The San Francisco Public Utilities Commission launched a $320 million construction project Wednesday at Lower Crystal Springs Reservoir that will protect the Peninsula’s drinking water in case of a major earthquake.
The dam upgrades will provide San Mateo and San Francisco County residents with water within 36 hours of a catastrophe, whereas the current dam structure could disrupt water supply for 30 to 60 days, according to officials.
“Our communities cannot survive for that long without a reliable water source,” said SFPUC Commissioner Art Torres.
The Lower Crystal Sprigs Dam was built in 1890, and served as a design model for the Hoover Dam.
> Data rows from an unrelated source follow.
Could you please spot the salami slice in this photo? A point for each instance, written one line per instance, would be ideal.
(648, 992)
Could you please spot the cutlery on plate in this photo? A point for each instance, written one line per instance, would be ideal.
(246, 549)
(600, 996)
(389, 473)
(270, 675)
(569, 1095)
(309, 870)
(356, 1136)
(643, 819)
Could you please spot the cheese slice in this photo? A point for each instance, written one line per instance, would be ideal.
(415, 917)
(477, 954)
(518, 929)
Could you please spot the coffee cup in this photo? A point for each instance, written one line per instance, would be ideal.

The seismic retrofit to the dam is part of a $4.6 billion program that includes upgrades to the Hetch Hetchy Regional Water System, which carries water from Hetch Hetchy Reservoir in Yosemite National Park.
The enhancements, required by the California Division of Safety of Dams, will raise the height of the existing parapet wall at the top of the dam by 9 feet and widen the dam’s spillway. In case of a flood, these improvement will secure water diversion to San Mateo Creek.
“The devastating earthquake in Japan is a sobering reminder of the need to have a seismically secure and reliable drinking water system,” said SFPUC General Manger Ed Harrington.
This public works project is currently one of the largest in the U.S. and the largest in California, according to Harrington.
During construction, part of the Sawyer Camp Trail, a 6-mile walking and biking path, will be closed for short periods.